By this time of life, people my age have already said goodbye to all members of the older generation in their families. That’s true for me and most of my friends. We all have tales of woe cleaning up after the life of parents, aunts, and uncles. Every single thing must be liquidated, assigned, sold, placed, or donated. Of course, generally we are all doing all this while grieving for whomever has passed on. And those belongings can be a mine field of emotions and memories. And, fortunately, a few laughs.
My mother passed first. She’d had Alzheimer’s, and her remaining belongings were just as odd and bizarre as some of the things she would do and say during those last years. Like the time I visited her during the evening in the nursing home and found her sitting in the lobby near the entrance.
“Oh, I am so glad you are here,” she began, unable to recall my name, but certain I was familiar. “Have I missed my train?”
“No, Mom. You have plenty of time. I’ll check the schedule.”
“Good,” she said, relieved of her agitation.
After she passed, I sent all her clothes to a thrift store. But cleaning out her drawers and closet was difficult. I tossed pantyhose with runs, stained cosmetic bags, rusty hairpins, and the pink rubber rollers she had once used on my hair when I was small. There were pens that had been out of ink for decades, broken pencils, brochures, dirty tissues and stretched out headbands. But most amusing was an entire drawer full of prostheses for her left breast following a mastectomy when she was 70. Medicare provided a new prosthesis every two years. She lived to her late 80’s. So there was an entire drawer of fake boobs.
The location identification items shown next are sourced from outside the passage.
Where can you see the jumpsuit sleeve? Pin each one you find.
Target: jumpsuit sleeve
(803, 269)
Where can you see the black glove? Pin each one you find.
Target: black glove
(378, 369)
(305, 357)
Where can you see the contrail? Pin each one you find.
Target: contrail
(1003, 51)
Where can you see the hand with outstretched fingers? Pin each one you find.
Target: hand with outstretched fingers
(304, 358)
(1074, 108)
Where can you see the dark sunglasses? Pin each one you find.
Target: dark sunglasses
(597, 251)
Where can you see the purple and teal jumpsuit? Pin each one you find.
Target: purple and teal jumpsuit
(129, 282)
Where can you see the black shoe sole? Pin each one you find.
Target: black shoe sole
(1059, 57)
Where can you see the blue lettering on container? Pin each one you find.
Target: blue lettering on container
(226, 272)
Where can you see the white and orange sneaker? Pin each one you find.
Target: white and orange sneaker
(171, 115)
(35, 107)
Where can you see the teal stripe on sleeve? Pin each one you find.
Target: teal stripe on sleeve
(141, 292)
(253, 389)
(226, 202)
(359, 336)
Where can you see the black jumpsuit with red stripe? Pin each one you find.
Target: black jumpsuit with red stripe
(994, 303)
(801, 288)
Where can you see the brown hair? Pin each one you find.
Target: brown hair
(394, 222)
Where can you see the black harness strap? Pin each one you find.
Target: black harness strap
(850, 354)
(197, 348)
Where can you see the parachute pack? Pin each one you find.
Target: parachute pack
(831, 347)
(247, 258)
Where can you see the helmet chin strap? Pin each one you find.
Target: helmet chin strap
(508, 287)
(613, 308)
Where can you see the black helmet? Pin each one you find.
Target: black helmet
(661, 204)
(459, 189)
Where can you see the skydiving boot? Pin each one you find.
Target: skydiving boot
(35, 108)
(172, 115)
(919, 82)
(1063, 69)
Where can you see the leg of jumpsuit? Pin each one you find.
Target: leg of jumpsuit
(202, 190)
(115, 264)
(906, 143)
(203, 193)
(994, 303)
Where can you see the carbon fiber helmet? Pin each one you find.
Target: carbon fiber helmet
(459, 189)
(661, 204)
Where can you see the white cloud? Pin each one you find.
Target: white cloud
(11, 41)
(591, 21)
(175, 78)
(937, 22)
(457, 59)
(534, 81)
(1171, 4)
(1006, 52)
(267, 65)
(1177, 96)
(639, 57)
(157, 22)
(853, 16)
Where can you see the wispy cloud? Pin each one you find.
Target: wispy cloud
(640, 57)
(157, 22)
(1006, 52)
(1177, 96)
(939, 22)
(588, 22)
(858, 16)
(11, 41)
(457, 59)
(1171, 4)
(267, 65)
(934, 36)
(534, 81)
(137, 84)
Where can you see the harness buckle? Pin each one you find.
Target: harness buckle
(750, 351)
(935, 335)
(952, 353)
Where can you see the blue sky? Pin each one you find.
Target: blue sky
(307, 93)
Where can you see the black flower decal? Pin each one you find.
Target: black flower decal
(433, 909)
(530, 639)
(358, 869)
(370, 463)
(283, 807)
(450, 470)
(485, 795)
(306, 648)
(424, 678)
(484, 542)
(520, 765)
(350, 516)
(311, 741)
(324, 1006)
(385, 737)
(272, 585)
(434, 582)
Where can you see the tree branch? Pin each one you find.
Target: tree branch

“Why don’t you use them, Mom?” I’d asked her once before Alzheimer’s had entirely set in.
“Oh, they’re too hot,” she replied, explaining it was easier to stuff the empty bra cup with a sock. “And I don’t want to wear them out,” she’d added. “Besides, I’m over 70, what do I need two breasts for?”
My father passed a few months after Mom. Then it was important to vacate his two- bedroom apartment before the end of a month, or we’d be charged another month’s rent. I found a Mom with 6 adopted kids that could use all the furniture. Little stuff like dishes and knick-knacks all went to the thrift store which supported a local hospital.
Dad had a lifelong love of books. He’d culled books when he’d left his last house. But not enough. He was adamant that the remaining books were valuable, and that I should get a good price for them. He thought he had something very precious because he had every book Jack London had ever written.
A kind man, a specialist in antiquarian books, graciously agreed to peruse Dad’s collection. After half an hour, he pronounced that the books were still good for reading, but that they had no monetary value.
Most of us are not privy to the romantic side of our parents. I always knew my folks had a strong love story. But I got a good laugh when I found a stack of vintage Playboy magazines in Dad’s closet.
The process of cleaning out someone’s stuff is tedious and dreadful. But what I learned is that in the end, it’s all just stuff. Just stuff. What someone values has little to do with money.
Now, I try to look at my home this way. Everything I have, everything I will have by the time I die, it’s just stuff. My stuff. Stuff that means something to me, and probably not to anyone else. I will try to remember not to collect so much stuff. Because, in the end, it’s just stuff.
2 thoughts on “Just Stuff”
Oh, Wendy, your blogs bring so much joy to my life. Since I knew your parents, reading this one was even more interesting, and poignant. Another hook this one brought was that my daughter, Cathy, recently reminded me about “just stuff.” Looking at possessions with some dispassion, as just stuff, helps to clear the mind of unhelpful concerns.
A few weeks ago, I could not find my two favorite necklaces, one a gold Chinese symbol and chain my husband had brought from Viet Nam and one a fairly valuable one that I treasured. I searched my jewelry drawer many times; Cathy, Cindy, and I went over and over when I had last worn or seen them. What could have happened? No possible solutions arose. So, after a week or so of worrying, Cathy reminded me, “Mom, it’s just stuff.” Her comment was somehow calming, and I forgot about the loss.
A couple of days later as I I put away a credit card (I keep seldom used ones in this lockable drawer) under a couple of empty James Avery boxes, I heard a slight tinkle. Each tiny box held a missing necklace. How? I’ll never know. I never put the necklaces in boxes.
Guess my slipping memory and concentration are showing. It is even more important, then, to have a mindset for “just stuff.”
Thanks, Wendy. I love your writing. Your friend, Kitty
Thank you so much, Kitty. What surprises me a bit is that I thought your favorite necklace was those beautiful long pearls!